IMPROVEMENT OF INTERFACE TRACKING IN LAGRANGIAN PARTICLE METHOD FOR GAS-LIQUID TWO-PHASE FLOW

Abstract

An entrainment of air bubbles into water during wave breaking is the one of the key issues of the surfzone hydrodynamics. Therefore, recently, the numerical models to track the gas-liquid interface are being improved actively. The Lagrangian particle method, such as the SPH (smoothed particle hydrodynamics) and the MPS (moving particle semi-implicit) method, is one of the methods which can analyze the free surface flow based on the Navier-Stokes equation. The particle method shows good performance to simulate the fragmentation and the coalescence of liquid. The difficulties in the analysis of the gas-liquid interface by the two-phase flow model is the numerical instability due to the gas-liquid density difference.

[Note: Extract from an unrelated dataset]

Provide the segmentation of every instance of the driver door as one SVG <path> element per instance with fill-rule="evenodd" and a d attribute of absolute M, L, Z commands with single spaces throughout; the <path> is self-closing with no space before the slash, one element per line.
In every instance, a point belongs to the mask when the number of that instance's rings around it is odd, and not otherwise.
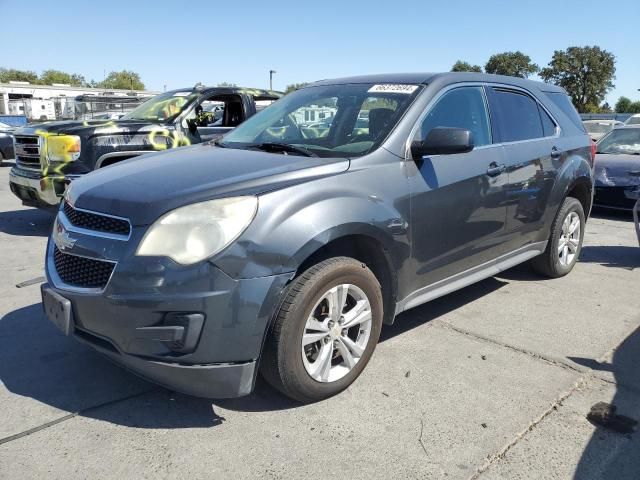
<path fill-rule="evenodd" d="M 492 143 L 483 87 L 446 91 L 412 140 L 435 127 L 471 131 L 474 148 L 408 161 L 416 290 L 499 256 L 505 235 L 508 175 L 495 169 L 504 153 Z"/>

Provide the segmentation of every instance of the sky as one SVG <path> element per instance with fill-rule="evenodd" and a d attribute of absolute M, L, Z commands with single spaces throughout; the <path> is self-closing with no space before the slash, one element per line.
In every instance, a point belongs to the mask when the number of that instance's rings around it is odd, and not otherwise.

To overcome this problem, Koshizuka et al. developed the two-step pressure calculation algorithm, in which the pressure fields of liquid (=heavy fluid) and gas (=light fluid) are calculated separately. In this study, the Koshizuka model, which was applied to a vapor explosion, is modified to fit the phenomena treated in hydraulic engineering. The basic characteristics of the modified model are examined in the dam-break simulation.